TWA “did not promptly respond to passengers of families from the crash – not because of any ill intent but because they just didn’t know what to do or what to say,” Wisner said. “After that, most airlines developed pretty stringent response programs – with respect to having a team in place and (knowing how to) deal with families seeking information and giving them some temporary comfort and relief and compensation”.

Wisner said he is “shocked” that Asiana, a major airline, lacked crash-response programs as described by the Transportation department.

Asiana said it faced challenges reaching passengers and their relatives because tickets were purchased through travel agents, but set up a 24-hour family assistance desk. Passengers also were provided food and clothing, and crisis counseling was provided by the Red Cross, the airline said.

But the department found that for about one day after the crash, Asiana failed to widely publicize any telephone number for family members of those onboard, and the number available was a reservations line. That line did not include a separate menu option for calls related to the crash, and callers were required to navigate through cumbersome automated menus before being connected to an Asiana employee, according to the department.

In an email to China Daily, Monica Kelly, an aviation attorney with Chicago-based Ribbeck Law Chartered, which represents 115 passengers and legal representatives from the US, China and South Korea, called the fine “appropriate” but said she had hoped it would be bigger.

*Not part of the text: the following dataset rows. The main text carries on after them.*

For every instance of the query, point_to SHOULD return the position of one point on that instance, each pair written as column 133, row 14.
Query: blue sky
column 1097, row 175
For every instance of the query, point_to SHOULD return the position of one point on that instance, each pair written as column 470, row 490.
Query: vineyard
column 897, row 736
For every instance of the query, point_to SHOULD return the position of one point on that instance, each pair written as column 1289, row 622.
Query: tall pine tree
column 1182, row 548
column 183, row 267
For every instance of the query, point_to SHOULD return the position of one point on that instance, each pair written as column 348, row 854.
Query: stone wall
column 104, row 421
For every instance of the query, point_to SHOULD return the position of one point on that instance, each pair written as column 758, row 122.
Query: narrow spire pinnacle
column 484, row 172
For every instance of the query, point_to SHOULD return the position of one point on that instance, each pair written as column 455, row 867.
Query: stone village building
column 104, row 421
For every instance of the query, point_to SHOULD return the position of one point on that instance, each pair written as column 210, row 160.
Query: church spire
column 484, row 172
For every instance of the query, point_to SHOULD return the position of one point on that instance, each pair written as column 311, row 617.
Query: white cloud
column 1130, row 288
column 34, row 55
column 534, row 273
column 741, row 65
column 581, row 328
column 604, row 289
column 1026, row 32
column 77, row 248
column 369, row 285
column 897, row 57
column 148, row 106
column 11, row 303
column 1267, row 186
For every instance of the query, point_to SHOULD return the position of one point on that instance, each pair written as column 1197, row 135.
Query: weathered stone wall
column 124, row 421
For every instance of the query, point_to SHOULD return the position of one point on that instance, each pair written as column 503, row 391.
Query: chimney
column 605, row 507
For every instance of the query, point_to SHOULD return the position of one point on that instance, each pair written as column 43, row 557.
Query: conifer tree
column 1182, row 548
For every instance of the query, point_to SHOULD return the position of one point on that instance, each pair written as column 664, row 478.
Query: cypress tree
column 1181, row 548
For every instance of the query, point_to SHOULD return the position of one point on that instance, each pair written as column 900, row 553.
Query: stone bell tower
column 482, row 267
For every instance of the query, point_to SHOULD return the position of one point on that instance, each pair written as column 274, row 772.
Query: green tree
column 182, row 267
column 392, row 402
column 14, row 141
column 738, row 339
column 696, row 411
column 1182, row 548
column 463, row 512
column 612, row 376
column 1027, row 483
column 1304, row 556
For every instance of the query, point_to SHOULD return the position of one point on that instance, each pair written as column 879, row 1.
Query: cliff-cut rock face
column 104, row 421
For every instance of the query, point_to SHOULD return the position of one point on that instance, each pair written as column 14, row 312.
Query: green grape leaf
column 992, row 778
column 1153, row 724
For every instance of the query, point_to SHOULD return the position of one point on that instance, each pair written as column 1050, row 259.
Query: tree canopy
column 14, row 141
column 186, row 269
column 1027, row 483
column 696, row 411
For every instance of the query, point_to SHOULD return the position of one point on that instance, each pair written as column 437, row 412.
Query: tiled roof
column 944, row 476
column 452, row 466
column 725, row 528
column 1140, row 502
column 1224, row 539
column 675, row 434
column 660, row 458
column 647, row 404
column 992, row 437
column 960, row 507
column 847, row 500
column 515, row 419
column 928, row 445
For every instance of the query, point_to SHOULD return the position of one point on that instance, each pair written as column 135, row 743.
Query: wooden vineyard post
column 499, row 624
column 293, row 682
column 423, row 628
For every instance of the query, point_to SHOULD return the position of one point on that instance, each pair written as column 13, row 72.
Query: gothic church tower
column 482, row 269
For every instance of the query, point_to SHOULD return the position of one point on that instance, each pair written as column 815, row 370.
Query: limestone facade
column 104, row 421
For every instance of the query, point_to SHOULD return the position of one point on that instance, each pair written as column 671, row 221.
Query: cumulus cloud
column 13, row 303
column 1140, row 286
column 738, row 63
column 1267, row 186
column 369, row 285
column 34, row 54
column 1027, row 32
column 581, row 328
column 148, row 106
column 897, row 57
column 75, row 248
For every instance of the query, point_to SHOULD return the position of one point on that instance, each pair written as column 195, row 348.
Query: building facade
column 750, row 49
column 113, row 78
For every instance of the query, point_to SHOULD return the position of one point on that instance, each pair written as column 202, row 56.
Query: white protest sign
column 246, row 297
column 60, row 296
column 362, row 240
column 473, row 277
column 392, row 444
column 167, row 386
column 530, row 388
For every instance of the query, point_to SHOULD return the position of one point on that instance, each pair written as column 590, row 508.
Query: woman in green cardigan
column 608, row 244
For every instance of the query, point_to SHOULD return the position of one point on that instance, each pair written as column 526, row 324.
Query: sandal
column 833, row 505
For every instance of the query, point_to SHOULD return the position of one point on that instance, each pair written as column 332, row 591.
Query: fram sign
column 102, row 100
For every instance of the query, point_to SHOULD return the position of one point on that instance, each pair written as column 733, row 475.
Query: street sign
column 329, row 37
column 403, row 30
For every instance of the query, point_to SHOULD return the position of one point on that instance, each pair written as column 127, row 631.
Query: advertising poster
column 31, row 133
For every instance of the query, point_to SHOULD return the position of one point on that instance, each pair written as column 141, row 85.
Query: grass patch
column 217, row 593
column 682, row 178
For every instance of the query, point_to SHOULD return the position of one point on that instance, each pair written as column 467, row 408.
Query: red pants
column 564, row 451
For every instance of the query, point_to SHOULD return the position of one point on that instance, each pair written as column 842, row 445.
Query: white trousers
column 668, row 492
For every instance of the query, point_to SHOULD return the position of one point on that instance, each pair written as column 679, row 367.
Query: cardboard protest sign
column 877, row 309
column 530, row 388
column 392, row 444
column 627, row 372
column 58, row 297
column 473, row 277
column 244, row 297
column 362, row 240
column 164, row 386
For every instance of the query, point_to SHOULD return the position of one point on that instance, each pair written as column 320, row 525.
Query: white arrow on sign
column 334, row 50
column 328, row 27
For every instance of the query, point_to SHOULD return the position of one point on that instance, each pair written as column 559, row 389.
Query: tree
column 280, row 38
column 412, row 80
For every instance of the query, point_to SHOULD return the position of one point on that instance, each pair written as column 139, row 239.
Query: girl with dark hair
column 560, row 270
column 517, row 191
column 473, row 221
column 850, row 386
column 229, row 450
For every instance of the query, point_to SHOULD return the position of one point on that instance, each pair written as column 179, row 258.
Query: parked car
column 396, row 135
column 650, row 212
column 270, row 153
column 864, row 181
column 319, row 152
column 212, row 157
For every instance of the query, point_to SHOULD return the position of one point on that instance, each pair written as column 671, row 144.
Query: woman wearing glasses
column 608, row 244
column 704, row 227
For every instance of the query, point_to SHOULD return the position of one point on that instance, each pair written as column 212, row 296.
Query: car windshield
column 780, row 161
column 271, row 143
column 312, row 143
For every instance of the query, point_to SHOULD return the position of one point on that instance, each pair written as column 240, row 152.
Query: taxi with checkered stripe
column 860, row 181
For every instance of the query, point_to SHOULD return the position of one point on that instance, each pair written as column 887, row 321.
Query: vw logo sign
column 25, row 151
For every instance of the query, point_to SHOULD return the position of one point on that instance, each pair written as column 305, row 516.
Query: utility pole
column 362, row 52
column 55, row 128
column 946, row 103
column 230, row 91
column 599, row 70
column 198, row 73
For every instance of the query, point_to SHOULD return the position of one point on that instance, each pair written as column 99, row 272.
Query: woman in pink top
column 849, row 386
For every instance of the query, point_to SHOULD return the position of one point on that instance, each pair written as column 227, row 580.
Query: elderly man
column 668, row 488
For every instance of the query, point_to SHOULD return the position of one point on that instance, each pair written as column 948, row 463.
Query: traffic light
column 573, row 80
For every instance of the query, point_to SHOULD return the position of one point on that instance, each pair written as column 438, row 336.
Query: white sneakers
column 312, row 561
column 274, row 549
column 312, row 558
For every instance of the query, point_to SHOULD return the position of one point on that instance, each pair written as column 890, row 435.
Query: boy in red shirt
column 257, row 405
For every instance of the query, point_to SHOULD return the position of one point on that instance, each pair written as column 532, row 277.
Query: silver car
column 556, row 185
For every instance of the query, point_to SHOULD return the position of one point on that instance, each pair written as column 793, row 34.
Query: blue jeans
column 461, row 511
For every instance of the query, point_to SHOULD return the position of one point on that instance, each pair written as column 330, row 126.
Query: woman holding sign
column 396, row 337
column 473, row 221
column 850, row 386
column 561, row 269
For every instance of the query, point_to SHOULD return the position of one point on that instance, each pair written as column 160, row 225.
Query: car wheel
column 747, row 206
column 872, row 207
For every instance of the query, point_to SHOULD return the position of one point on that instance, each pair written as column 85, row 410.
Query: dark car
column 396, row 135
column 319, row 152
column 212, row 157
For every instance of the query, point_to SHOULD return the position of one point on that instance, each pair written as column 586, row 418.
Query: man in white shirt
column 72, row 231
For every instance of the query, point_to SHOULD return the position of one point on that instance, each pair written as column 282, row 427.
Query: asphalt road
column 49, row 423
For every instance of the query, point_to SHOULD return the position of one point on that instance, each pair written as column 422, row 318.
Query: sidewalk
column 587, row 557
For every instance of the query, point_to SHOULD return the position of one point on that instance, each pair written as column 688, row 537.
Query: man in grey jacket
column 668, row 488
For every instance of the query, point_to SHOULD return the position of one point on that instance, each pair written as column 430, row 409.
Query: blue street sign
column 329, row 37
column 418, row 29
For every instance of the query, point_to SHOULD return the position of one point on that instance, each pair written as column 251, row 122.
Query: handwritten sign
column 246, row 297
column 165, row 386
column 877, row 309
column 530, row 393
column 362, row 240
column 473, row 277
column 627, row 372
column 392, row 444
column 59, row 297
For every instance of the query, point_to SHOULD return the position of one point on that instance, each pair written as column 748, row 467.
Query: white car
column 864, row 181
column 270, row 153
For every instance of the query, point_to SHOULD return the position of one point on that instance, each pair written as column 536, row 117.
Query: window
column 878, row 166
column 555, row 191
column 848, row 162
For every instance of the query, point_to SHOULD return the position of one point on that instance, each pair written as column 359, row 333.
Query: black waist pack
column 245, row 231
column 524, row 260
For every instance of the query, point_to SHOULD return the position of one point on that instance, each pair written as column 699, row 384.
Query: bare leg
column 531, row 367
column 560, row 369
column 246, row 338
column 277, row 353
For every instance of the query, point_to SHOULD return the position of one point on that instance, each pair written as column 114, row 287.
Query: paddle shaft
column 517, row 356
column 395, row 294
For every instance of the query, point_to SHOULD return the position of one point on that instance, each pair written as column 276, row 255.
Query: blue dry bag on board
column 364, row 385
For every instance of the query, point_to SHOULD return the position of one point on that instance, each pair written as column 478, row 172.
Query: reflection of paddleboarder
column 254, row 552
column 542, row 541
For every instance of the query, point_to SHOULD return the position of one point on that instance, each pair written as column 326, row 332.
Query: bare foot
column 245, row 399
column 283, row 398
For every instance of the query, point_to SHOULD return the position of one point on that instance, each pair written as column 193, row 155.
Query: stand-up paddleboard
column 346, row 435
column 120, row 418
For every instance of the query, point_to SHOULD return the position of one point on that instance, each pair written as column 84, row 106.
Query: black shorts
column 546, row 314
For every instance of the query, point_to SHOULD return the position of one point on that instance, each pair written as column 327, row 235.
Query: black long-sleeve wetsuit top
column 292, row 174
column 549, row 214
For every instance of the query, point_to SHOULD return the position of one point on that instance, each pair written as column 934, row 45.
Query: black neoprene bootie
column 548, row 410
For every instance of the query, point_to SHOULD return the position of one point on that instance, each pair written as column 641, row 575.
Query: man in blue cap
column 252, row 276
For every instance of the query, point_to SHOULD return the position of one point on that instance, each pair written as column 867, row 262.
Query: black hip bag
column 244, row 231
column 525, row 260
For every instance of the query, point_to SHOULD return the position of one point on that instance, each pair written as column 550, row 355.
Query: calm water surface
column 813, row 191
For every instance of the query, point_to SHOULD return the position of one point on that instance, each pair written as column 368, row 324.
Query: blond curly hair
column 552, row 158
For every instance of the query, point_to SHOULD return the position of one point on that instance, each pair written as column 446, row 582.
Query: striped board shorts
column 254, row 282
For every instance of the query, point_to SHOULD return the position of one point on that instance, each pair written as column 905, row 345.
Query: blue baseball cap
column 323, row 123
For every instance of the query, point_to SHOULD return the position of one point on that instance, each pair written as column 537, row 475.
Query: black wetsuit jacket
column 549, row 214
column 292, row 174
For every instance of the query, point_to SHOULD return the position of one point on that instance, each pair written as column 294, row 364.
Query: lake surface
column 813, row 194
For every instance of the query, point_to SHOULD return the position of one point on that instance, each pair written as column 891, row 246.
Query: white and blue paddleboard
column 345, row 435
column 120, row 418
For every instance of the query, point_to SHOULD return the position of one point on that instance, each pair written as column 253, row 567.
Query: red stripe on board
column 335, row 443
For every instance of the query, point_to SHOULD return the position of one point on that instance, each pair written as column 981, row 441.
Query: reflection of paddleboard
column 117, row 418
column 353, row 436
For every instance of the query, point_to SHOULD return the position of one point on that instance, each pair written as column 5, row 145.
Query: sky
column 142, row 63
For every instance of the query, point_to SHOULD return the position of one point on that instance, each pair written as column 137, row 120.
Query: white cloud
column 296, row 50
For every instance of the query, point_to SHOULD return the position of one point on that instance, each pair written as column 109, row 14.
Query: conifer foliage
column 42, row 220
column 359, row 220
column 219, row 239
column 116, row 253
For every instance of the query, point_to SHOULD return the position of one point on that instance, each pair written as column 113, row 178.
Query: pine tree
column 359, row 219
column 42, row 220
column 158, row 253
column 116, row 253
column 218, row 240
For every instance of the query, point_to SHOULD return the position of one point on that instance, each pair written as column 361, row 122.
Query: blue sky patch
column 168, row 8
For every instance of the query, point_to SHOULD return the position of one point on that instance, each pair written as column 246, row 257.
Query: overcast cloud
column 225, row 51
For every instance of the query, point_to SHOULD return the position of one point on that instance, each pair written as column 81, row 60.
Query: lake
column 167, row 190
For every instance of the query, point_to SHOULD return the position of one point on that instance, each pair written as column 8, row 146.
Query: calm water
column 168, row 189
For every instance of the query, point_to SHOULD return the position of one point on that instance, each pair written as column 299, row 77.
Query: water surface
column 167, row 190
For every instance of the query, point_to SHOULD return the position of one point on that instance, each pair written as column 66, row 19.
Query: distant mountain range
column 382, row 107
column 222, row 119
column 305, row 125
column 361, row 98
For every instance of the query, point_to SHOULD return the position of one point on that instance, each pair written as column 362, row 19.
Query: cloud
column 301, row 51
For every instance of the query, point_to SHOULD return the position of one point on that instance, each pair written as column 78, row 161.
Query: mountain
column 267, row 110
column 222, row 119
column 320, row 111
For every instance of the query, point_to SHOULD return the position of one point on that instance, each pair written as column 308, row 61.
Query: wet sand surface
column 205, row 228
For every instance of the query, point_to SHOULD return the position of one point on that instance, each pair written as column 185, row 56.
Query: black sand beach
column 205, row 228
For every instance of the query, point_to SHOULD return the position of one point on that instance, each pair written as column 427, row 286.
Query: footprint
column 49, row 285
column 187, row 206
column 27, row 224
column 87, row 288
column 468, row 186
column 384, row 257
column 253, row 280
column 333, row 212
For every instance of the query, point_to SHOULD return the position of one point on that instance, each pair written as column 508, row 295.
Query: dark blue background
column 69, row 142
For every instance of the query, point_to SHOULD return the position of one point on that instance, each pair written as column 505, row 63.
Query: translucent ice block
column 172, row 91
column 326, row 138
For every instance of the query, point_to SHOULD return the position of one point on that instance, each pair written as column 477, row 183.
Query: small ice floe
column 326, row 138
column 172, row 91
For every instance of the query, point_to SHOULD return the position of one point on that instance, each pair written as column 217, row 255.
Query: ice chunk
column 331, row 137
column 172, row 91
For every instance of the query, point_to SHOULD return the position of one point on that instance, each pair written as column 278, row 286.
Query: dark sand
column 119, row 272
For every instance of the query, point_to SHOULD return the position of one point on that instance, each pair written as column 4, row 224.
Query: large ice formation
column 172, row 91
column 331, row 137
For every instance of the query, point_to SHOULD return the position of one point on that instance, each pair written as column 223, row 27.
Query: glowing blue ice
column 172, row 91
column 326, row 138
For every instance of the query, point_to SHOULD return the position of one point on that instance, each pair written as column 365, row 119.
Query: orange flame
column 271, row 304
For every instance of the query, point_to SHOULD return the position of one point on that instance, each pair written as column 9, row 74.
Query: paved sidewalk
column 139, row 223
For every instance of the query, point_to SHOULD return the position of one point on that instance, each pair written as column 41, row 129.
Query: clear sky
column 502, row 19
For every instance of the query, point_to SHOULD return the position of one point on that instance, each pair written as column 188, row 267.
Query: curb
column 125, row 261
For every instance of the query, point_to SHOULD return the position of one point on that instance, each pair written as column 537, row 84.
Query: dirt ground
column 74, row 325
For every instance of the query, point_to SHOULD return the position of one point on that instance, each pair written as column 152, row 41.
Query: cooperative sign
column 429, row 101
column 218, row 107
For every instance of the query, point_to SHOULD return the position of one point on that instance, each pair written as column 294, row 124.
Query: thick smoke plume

“Asiana Airlines not only broke US laws but continues to do so by failing to authorize and pay for medical treatment needed by the passengers who survived this crash,” Kelly wrote. She called the $500,000 fine “better than nothing”.

Kelly wrote that many of her clients who survived the crash “were denied the basic living expenses right after the crash and during the period of their medical treatment”. One client, a passenger from China, lost his prescription eye glasses during the accident, but the airline refused to pay for a new pair of glasses, she wrote. Asiana also “has refused to pay reasonable and necessary medical bills incurred as a result of the accident for most of the passengers,” Kelly wrote. “They have refused to pay basic psychological treatment for the children who were in the plane.”

The transportation department also found that Asiana lacked personnel trained in crash response. Kelly, to verify that finding, said “passengers waited more than 10 hours to be seen by a doctor because of the lack of translators. Many of our clients were sent back to Korea or China with fractures because they were not able to communicate properly with the doctors,” she wrote.

Kelly said “many of our clients were held hostage by the hospital until their medical bills were paid by Asiana Airlines. Many of them had to pay their own bills and now Asiana refuses to pay the clients back.”

Kelly’s firm is seeking to have Asiana’s license to fly into the US revoked.